Carte blanche parue dans le journal Union et Action n°38, le 20 novembre 2009
Par Serge Feld, Professeur d’économie politique, économie du développement et démographie à l’Université de Liège.

Et d'abord est-ce une nouvelle ? La presse du Nord et du Sud du pays s'est largement fait l'écho ces dernières semaines de l'émoi des milieux politiques qui ne seraient pas préparés à cette évolution car elle irait à l'encontre d'autres prévisions annonçant une diminution de la population. Il n'en est rien ! Les précédentes perspectives de population du Bureau du plan, celles d'Eurostat comme celles de l'ONU indiquent toutes une croissance de la population à moyen terme. L'élément neuf est que cette augmentation était sous-estimée. Les questions que cela pose sont diverses : quelles sont les causes de cette croissance et quels sont les défis les plus importants que les changements démographiques qui en découlent vont poser au long des prochaines décennies ?(1)

La population en Belgique passerait de 10.807 millions en 2010 à 11.540 millions en 2020, soit une croissance d'environ 0,6 % par an et ensuite à 12.440 millions en 2050, soit une croissance annuelle de 0,4 %. Trois facteurs expliquent cette révision à la hausse. D'abord une légère augmentation de la natalité due à une structure par âge plus jeune et en partie à une fécondité plus élevée des femmes d'origine étrangère. Cette stabilisation de la catégorie des moins de 20 ans est un avantage à long terme mais implique des coûts plus élevés d'infrastructure dans l'immédiat. Ensuite, une amélioration plus rapide de l'espérance de vie, ce qui réjouira chacun mais accentue le vieillissement. Enfin, un solde migratoire international plus élevé qui s'explique, en partie, ces dernières années, par l'élargissement de l'UE.

Ces évolutions doivent nourrir les réflexions sur les politiques sociales et économiques mais, fondamentalement, elles n'infléchissent guère les tendances principales à savoir un processus irréversible de vieillissement qui s'ajoute à la situation particulièrement défavorable de la Belgique.

Ce qui importe, c'est bien moins l'évolution de la population totale que celle de la population active et des taux d'emploi.

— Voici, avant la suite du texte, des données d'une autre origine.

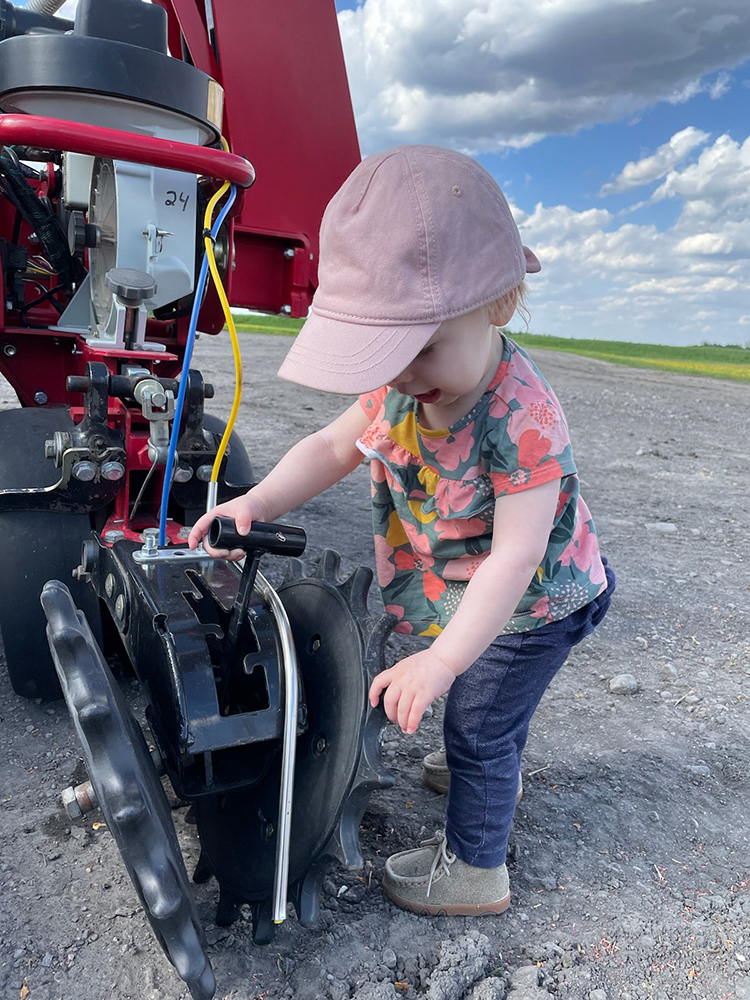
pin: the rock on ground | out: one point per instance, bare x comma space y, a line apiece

Or, la Belgique se démarque des autres pays occidentaux par de graves carences. Elle sera loin d'atteindre les objectifs de Lisbonne : en fait, au lieu de progresser, le taux d'emploi a diminué récemment. Notre pays a la plus haute proportion de personnes vivant dans un ménage dans lequel aucun membre ne dispose d'un emploi (12,5 %). Le taux d'emploi des femmes est parmi les plus bas de l'UE, et celui des travailleurs âgés est aussi un des plus faibles d'Europe : il n'y a plus qu'une personne sur trois entre 55 et 64 ans encore active.

 

population belge


Ces caractéristiques alourdissent les défis que le vieillissement pose à tous les pays. Il faudra faire face à l'augmentation des inactifs, au vieillissement de la main-d'œuvre et aux problèmes de productivité. L'allongement de la durée de vie implique une croissance des dépenses de santé. L'augmentation du nombre et de la durée des retraites pose la question de leur financement.
Bref, après avoir connu la période la plus favorable de son histoire, l'évolution démographique exige d'urgence des politiques spécifiques afin d'agir sur les comportements individuels et familiaux et sur les institutions chargées de garantir les solidarités intra et intergénérationnelles.

 

 

 

 

(1) S. Feld, Éd. "Changements des structures par âge et populations actives", Academia-Bruylant, 2008.